La première étude, dirigée à Genève par la chercheuse Laurence Bayer et Sophie Schwartz, professeure ordinaire au Département des neurosciences fondamentales de la Faculté de médecine, explore l’impact d’un bercement continu sur le sommeil et sur les ondes cérébrales qui le caractérisent. Dix-huit jeunes adultes en bonne santé ont ainsi passé une nuit au Centre de médecine du sommeil des HUG afin d’effectuer des enregistrements polysomnographiques au cours desquels plusieurs variables physiologiques sont enregistrées (rythme cardiaque, rythme respiratoire, électroencéphalogramme, etc.). Une fois familiarisés à cet environnement peu habituel, les jeunes volontaires ont passé deux nuits au Centre de médecine du sommeil, l’une sur un lit en mouvement et l’autre sur le même lit, mais en position stationnaire.

«Passer une bonne nuit de sommeil signifie s’endormir rapidement et rester endormi toute la nuit, indique Laurence Bayer. Or nous avons observé que nos participants, même s’ils dormaient bien dans les deux cas, s’endormaient plus rapidement lorsqu’ils étaient bercés. De plus, ils présentaient des périodes de sommeil profond plus longues et moins de micro-éveils, l’un des facteurs fréquemment associé à une mauvaise qualité du sommeil.»

Se balancer pour synchroniser les ondes cérébrales

Le renforcement du sommeil profond par le bercement est la conséquence directe de la modulation de l’activité des ondes cérébrales pendant le sommeil.

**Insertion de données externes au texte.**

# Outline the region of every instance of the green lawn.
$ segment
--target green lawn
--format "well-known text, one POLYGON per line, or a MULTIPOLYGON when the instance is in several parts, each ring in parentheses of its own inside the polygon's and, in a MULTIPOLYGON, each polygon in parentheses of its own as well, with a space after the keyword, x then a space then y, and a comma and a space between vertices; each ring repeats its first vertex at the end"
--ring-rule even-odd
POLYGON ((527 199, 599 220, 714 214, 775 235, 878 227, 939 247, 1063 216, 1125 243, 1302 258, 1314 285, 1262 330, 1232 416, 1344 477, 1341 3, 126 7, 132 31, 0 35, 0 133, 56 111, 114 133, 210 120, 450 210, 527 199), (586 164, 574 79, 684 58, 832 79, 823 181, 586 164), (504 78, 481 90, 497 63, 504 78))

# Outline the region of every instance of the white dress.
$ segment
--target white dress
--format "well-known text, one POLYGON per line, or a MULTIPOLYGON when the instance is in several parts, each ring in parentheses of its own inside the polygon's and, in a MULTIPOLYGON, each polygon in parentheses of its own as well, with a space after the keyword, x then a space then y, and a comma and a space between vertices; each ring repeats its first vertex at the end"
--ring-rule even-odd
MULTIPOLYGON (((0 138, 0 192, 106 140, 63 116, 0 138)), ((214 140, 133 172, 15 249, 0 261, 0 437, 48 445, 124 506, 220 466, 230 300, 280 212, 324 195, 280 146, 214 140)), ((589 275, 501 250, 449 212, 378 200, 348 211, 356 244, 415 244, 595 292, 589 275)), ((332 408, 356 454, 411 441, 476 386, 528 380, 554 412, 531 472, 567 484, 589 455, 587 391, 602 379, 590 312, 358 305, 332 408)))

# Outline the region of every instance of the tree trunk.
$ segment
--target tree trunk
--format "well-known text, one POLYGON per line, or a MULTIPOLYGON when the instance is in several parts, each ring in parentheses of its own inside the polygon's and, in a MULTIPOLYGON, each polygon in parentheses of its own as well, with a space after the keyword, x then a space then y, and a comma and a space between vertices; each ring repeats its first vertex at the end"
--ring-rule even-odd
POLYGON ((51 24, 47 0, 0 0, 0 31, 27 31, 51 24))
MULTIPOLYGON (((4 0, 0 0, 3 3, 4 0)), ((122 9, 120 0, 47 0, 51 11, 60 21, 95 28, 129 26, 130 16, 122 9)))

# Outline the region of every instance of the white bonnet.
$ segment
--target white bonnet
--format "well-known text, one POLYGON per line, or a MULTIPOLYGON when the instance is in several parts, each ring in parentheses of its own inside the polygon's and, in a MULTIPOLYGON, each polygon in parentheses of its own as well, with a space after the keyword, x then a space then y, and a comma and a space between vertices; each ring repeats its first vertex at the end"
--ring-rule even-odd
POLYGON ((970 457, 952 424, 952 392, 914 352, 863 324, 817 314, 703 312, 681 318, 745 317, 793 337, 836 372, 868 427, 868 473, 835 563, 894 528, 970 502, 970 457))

Ainsi, le bercement continu permet de synchroniser l’activité neuronale des réseaux thalamo-corticaux, qui jouent un rôle important dans la consolidation du sommeil, mais également de la mémoire. «Afin de voir si cet effet concernait aussi la mémoire, nous avons soumis nos participants à des tests mnésiques: ils devaient apprendre des paires de mots le soir et s’en souvenir le matin, au réveil», explique Aurore Perrault, chercheuse à la Faculté de médecine de l’UNIGE. «Là aussi, le bercement s’est révélé bénéfique: le résultat des tests étaient bien meilleurs après une nuit en mouvement qu’après une nuit immobile!»

La deuxième étude a été réalisée à Lausanne sur les souris, sous la direction de Paul Franken. Chez elles aussi le bercement (de leur cage, en l’occurrence) a diminué le temps d’endormissement et augmenté la durée du sommeil, mais sans pour autant en augmenter la qualité, contrairement à ce qui avait été montré chez les êtres humains.

L'équilibre et l’orientation spatiale impliqué

L’étude menée à Lausanne a mis en évidence un autre acteur capital de la qualité du sommeil: le système vestibulaire. Situé dans l’oreille interne, il gère l’équilibre et l’orientation spatiale. «Nous avons soumis aux mêmes bercements des souris dont les récepteurs sensoriels de l’oreille interne ne fonctionnaient pas, altérant ainsi la fonction vestibulaire, et des souris contrôles. Contrairement aux souris contrôles, les souris du premier groupe n’ont bénéficié d’aucun effet du balancement pendant le sommeil, souligne Konstantinos Kompotis, chercheur à la Faculté de biologie et médecine de l’UNIL. La stimulation sensorielle vestibulaire pendant le bercement agit donc sur les réseaux neuronaux responsables des oscillations cérébrales spécifiques du sommeil.»

Pour mieux identifier les structures sous-corticales et les réseaux neuronaux impliqués dans les effets du bercement sur le sommeil, les chercheurs vont maintenant faire appel à d’autres techniques plus précises. «Il s’agit maintenant de déchiffrer les structures, voire les populations neuronales, qui reçoivent les stimuli des organes vestibulaires avant de les transférer aux structures du circuit du sommeil», ajoute Paul Franken. «La cartographie du réseau de communication entre les deux systèmes permettrait de développer de nouvelles approches pour traiter les patients souffrant d’insomnie, de troubles de l’humeur, ainsi que les personnes âgées, qui souffrent souvent de troubles du sommeil et de la mémoire,» concluent les scientifiques.